La guerre d’invasion menée par la Russie contre l’Ukraine affecte profondément l’économie mondiale à court terme, mais elle bouleversera également les comportements futurs des acteurs de la mondialisation. La géopolitique fait un retour brutal dans le monde des affaires, rappelant à ceux qui avaient cru pouvoir l’oublier à quel point les relations économiques sont tributaires du contexte politique. Le risque significativement augmenté de crises aiguës, menaçant de dériver vers une logique de confrontations de blocs, devient un déterminant incontournable des décisions économiques.
Mais le facteur de changement le plus significatif est peut-être l’utilisation faite par les Etats-Unis et leurs alliés des sanctions économiques comme arme principale dans un conflit majeur. Si les relations commerciales et financières ont toujours eu une dimension politique, la guerre en cours leur confère ipso facto un rôle central, potentiellement structurant, de levier de puissance. Et chacun de voir sous un jour nouveau ses relations commerciales et financières : ce n’est pas seulement une partie de l’Europe qui est saisie par sa dépendance au gaz russe, ce sont les pays importateurs de blé qui scrutent avec inquiétude leurs sources d’approvisionnement, les filières industrielles qui s’alarment quant à la disponibilité de tel ou tel intrant produit en grande partie dans la zone de belligérance (potasse, palladium, titane, nickel, néon…), les Etats qui s’interrogent sur leur capacité à garantir leur accès aux technologies et intrants indispensables à leur économie. Sans parler, bien entendu, des réflexions que le gel des réserves d’une banque centrale d’un pays du G20 doit inspirer aux gouvernants qui avaient vu dans leur accumulation une assurance financière, mais aussi géopolitique.
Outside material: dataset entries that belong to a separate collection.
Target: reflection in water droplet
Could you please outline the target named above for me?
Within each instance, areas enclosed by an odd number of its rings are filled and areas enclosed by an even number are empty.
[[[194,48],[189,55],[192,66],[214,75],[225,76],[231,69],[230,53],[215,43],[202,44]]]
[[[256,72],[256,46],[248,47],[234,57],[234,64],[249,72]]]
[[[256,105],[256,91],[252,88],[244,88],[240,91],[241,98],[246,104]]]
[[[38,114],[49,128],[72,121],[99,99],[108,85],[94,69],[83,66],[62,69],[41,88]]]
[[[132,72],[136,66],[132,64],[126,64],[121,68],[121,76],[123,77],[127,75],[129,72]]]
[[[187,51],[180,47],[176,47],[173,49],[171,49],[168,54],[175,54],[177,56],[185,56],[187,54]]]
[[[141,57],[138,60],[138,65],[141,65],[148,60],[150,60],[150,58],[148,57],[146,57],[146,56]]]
Dans ce contexte, les entreprises vont devoir réexaminer l’organisation de leur production et de leurs approvisionnements afin de limiter leur exposition à ces risques. Surtout, les Etats seront incités à accorder beaucoup plus d’importance à l’impératif de sécurité et de protection dans la gestion de leurs relations économiques extérieures, avec quatre objectifs principaux : la sécurisation des approvisionnements de matières premières, le renforcement de la résilience des chaînes de valeur et des infrastructures critiques, la limitation de la dépendance aux réseaux à fortes asymétries (finance, numérique, information…) et la maîtrise des technologies de pointe jugées indispensables.
Conséquences pratiques
La poursuite de ces objectifs appellera sans doute des politiques plus interventionnistes, pour investir, nouer des partenariats privilégiés, assurer le contrôle de technologies, d’infrastructures ou de chaînes de production. Et cela coûtera cher.
Cette tendance est déjà amorcée depuis plusieurs années, comme l’illustrent les restrictions d’exportations de technologies sensibles américaines, les politiques chinoises de réduction de la dépendance aux pays étrangers, affirmant des objectifs d’autosuffisance dans les secteurs sensibles et de protection de « chaînes de valeur autonomes et contrôlables », notamment, et même l’accent mis par l’Union européenne sur son autonomie stratégique, fût-elle ouverte. Les moyens dévolus à ces objectifs devraient s’accroître, notamment en Europe, où ils sont restés limités.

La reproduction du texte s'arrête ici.